Lettera di una lavoratrice che racconta l'assurda
normalità della discriminazione di genere durante un colloquio di lavoro. Non è
purtroppo la prima volta che questo tipo di discriminazione accade e che ci
venga segnalato. Ma a costo di ripeterci vogliamo mantenere alta l'attenzione
lasciando la parola alle lavoratrici! Articolo tratto da BgReport.
Sostenere colloqui di lavoro non è mai divertente,
soprattutto se hai necessità reale di lavorare. Lo è ancora di meno se chi
seleziona il personale ti rivolge domande sulla tua volontà di avere figli.
Sono una studentessa universitaria e ho sostenuto qualche settimana fa un primo
colloquio con una cooperativa bergamasca che si occupa di servizi alla prima
infanzia, disabilità, psichiatria e di migranti; cercavano un assistente
scolastico. Il colloquio è stato molto lungo, un’ora e un quarto, e al termine
il responsabile del personale mi ha detto: “vorrei capire quali sono i tuoi
progetti per il futuro, sai, vogliamo investire su persone valide per fare
ricambio”; io non avevo capito, e convinta di fare una battuta, gli ho
risposto: “non capisco, vuoi sapere se voglio avere dei bambini?”.

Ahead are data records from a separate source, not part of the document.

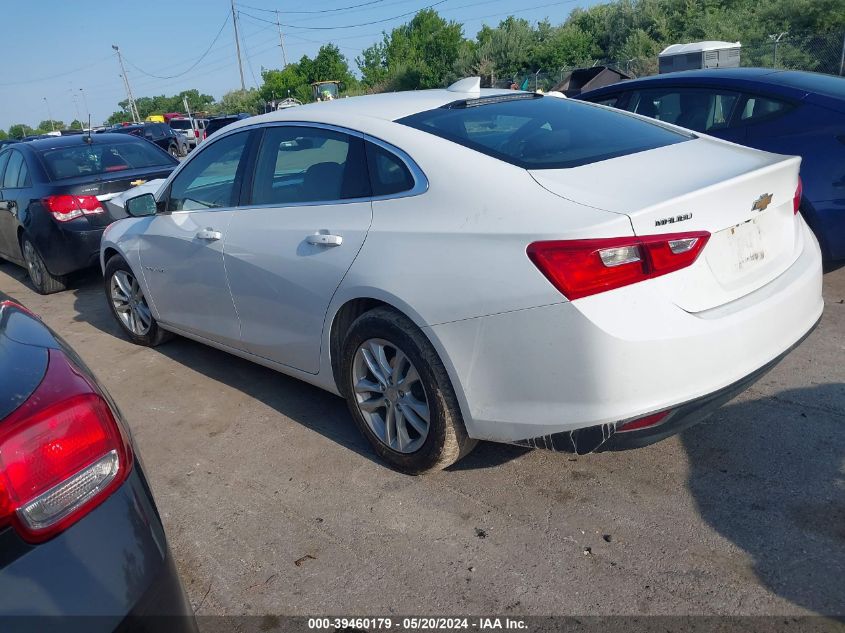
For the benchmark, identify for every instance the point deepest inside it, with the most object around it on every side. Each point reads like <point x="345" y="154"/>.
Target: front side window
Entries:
<point x="301" y="164"/>
<point x="699" y="110"/>
<point x="211" y="180"/>
<point x="542" y="132"/>
<point x="388" y="173"/>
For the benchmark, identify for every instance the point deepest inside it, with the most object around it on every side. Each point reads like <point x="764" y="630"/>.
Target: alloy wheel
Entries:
<point x="129" y="303"/>
<point x="390" y="395"/>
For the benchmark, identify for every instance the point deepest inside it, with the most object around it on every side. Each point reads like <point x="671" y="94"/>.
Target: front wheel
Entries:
<point x="44" y="281"/>
<point x="400" y="395"/>
<point x="129" y="305"/>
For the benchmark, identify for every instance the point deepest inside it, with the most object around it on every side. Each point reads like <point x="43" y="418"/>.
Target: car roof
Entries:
<point x="785" y="82"/>
<point x="56" y="142"/>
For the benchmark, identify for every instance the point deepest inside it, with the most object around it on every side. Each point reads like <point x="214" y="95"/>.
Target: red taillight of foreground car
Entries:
<point x="62" y="453"/>
<point x="580" y="268"/>
<point x="65" y="207"/>
<point x="796" y="199"/>
<point x="645" y="422"/>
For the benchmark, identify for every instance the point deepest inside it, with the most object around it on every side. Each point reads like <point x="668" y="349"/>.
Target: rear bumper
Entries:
<point x="620" y="355"/>
<point x="609" y="437"/>
<point x="66" y="251"/>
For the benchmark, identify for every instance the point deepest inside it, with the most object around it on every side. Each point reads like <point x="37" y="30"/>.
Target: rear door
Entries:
<point x="181" y="249"/>
<point x="4" y="205"/>
<point x="286" y="253"/>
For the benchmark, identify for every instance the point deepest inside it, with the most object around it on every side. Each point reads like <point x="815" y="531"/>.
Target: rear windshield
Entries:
<point x="542" y="132"/>
<point x="102" y="158"/>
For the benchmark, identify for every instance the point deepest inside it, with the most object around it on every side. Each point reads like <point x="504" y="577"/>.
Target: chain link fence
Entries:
<point x="824" y="53"/>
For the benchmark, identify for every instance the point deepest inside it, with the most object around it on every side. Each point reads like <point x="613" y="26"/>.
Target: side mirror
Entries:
<point x="141" y="206"/>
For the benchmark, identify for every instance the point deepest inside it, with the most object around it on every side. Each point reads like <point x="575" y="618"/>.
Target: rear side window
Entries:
<point x="300" y="164"/>
<point x="4" y="158"/>
<point x="388" y="173"/>
<point x="758" y="108"/>
<point x="542" y="132"/>
<point x="102" y="158"/>
<point x="697" y="109"/>
<point x="15" y="172"/>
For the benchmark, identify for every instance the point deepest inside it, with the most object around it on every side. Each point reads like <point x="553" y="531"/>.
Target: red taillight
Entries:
<point x="645" y="422"/>
<point x="61" y="454"/>
<point x="579" y="268"/>
<point x="67" y="207"/>
<point x="796" y="199"/>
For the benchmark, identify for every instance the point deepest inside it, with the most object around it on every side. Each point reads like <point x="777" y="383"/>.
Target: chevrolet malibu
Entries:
<point x="468" y="264"/>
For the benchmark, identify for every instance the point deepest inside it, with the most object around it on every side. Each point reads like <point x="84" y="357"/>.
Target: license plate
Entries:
<point x="747" y="243"/>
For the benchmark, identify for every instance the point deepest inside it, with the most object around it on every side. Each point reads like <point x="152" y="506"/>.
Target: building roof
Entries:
<point x="697" y="47"/>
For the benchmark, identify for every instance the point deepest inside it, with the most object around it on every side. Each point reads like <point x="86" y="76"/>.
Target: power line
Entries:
<point x="352" y="6"/>
<point x="194" y="65"/>
<point x="350" y="26"/>
<point x="58" y="75"/>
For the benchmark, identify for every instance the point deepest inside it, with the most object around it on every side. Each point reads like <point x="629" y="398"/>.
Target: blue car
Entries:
<point x="82" y="547"/>
<point x="781" y="111"/>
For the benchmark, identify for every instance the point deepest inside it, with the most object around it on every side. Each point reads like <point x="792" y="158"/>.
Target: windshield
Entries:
<point x="103" y="158"/>
<point x="542" y="132"/>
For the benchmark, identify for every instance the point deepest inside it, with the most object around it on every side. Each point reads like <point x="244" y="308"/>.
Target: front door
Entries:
<point x="181" y="250"/>
<point x="289" y="248"/>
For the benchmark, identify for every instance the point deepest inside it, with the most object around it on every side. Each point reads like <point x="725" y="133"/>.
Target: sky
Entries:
<point x="66" y="66"/>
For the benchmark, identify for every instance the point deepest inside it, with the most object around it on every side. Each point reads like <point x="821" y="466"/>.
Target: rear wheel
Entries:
<point x="44" y="281"/>
<point x="129" y="306"/>
<point x="400" y="395"/>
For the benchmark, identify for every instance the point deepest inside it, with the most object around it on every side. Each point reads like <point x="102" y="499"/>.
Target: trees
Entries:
<point x="19" y="130"/>
<point x="236" y="101"/>
<point x="419" y="54"/>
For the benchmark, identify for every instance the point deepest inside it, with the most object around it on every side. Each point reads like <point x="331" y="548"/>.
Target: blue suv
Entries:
<point x="781" y="111"/>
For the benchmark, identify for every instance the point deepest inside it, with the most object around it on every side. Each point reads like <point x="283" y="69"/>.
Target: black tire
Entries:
<point x="42" y="279"/>
<point x="447" y="439"/>
<point x="155" y="335"/>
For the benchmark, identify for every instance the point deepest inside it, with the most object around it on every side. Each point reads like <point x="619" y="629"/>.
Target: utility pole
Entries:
<point x="85" y="101"/>
<point x="842" y="59"/>
<point x="49" y="116"/>
<point x="136" y="118"/>
<point x="238" y="45"/>
<point x="282" y="42"/>
<point x="76" y="106"/>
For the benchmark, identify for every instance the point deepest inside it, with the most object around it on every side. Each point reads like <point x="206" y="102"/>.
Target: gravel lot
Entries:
<point x="274" y="504"/>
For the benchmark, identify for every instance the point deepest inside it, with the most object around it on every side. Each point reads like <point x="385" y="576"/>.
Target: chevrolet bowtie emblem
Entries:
<point x="762" y="202"/>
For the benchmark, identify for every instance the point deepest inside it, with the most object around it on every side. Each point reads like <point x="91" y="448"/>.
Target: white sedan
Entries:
<point x="469" y="264"/>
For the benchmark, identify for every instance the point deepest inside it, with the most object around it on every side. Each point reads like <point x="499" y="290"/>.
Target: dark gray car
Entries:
<point x="82" y="547"/>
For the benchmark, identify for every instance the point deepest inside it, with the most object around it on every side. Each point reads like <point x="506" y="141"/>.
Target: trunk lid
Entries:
<point x="742" y="197"/>
<point x="107" y="186"/>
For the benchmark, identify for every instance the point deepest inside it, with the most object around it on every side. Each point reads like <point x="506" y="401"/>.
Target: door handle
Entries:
<point x="324" y="239"/>
<point x="209" y="234"/>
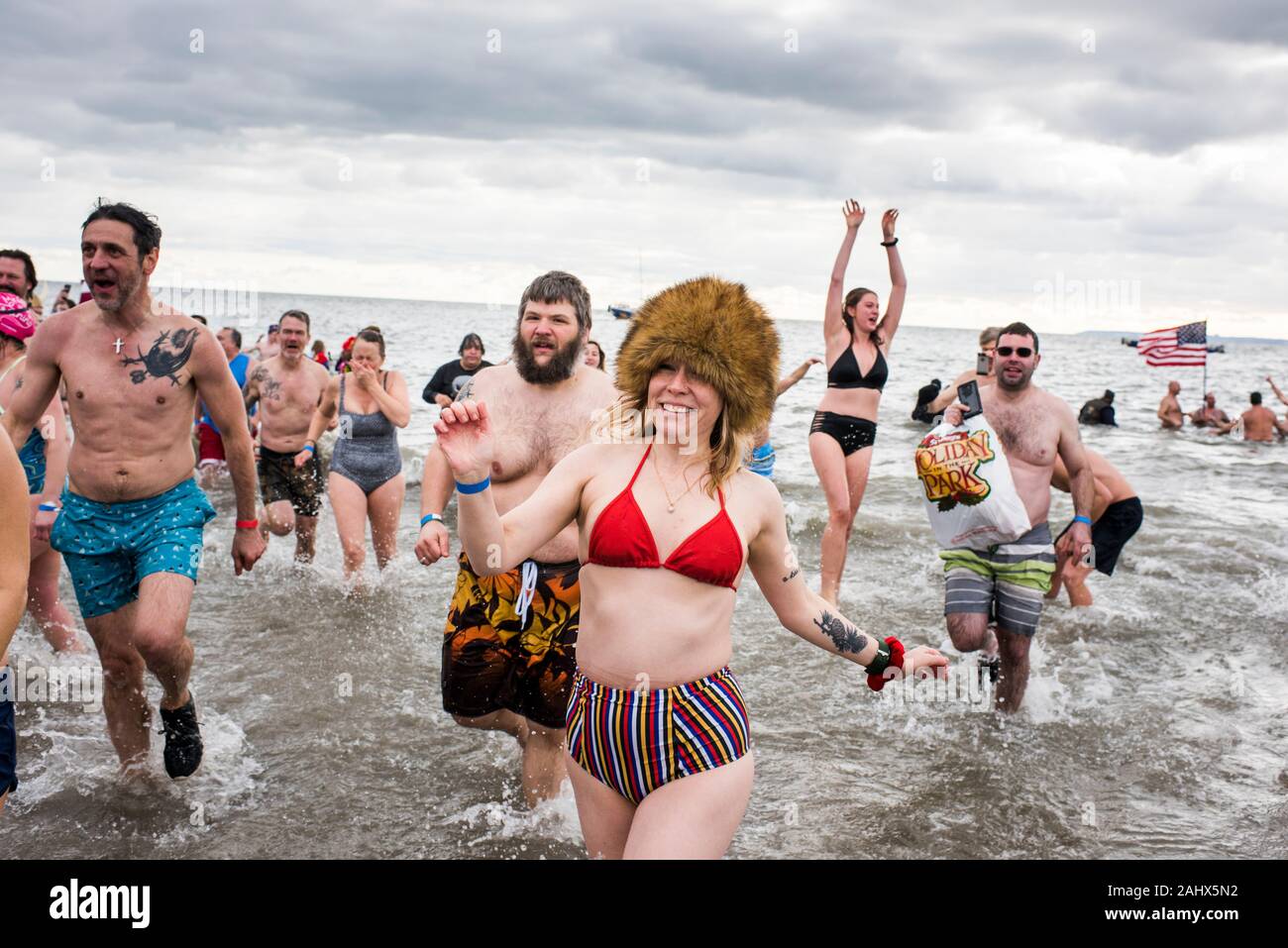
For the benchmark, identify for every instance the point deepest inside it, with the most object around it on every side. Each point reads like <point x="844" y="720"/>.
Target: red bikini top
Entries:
<point x="621" y="537"/>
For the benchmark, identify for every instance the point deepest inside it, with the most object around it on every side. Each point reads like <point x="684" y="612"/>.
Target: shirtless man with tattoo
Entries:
<point x="1010" y="579"/>
<point x="287" y="389"/>
<point x="132" y="519"/>
<point x="1170" y="410"/>
<point x="507" y="653"/>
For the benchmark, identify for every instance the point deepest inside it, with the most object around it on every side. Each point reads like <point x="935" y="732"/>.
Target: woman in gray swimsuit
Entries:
<point x="366" y="479"/>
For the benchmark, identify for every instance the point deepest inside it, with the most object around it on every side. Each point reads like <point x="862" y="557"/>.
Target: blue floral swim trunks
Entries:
<point x="110" y="548"/>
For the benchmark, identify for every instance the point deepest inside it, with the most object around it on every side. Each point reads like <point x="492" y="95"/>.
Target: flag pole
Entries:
<point x="1203" y="393"/>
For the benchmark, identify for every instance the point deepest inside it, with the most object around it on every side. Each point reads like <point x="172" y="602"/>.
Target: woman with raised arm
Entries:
<point x="366" y="479"/>
<point x="658" y="741"/>
<point x="845" y="424"/>
<point x="13" y="597"/>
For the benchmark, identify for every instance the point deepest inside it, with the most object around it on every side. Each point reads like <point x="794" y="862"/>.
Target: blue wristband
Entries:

Inaspettatamente lui ha ribattuto: “Sì, se vuoi fare famiglia. Io sono molto
contento se le mie dipendenti hanno una vita serena e se fanno famiglia, ma ciò
implica problemi tecnici per noi. Io non sono maschilista, ma l’anno scorso ho
avuto dieci maternità da sostituire e in queste condizioni non posso dare
continuità ai ragazzi, creare una relazione”.
Io, allibita, me ne sono andata
con un peso sullo stomaco. Diverse sono le considerazioni possibili su una
storia che (sono sicura) è molto comune: innanzitutto, trovo paradossale che mi
si chieda se voglio far famiglia quando il posto per cui sostengo il colloquio
mi consentirebbe di guadagnare massimo 500 euro al mese (per 25 ore di lavoro
settimanali): come è ipotizzabile mettere al mondo un figlio con queste
condizioni economiche e lavorative?
Inoltre, il responsabile sosteneva che la maternità
delle sue dipendenti fosse un problema non economico, ma di continuità sui ragazzi,
ma io so che ogni anno vengono cambiate persone sui servizi, spostando il
personale… allora, di quale continuità stiamo parlando? Mi viene da pensare
che non sia una questione educativa, ma economica e organizzativa della
cooperativa. Infine, sono più che convinta che se fossi stata un maschio
questa domanda non mi sarebbe stata posta. La maternità infatti è un
“problema” solo femminile, perché si sa, sono le donne a dover gestire i figli!
E’ ancora più agghiacciante che a fare questo ragionamento sia una cooperativa
che si occupa di servizi alla persona e che (almeno in teoria) dovrebbe avere
al centro del proprio operato una visione del mondo e delle persone diversa.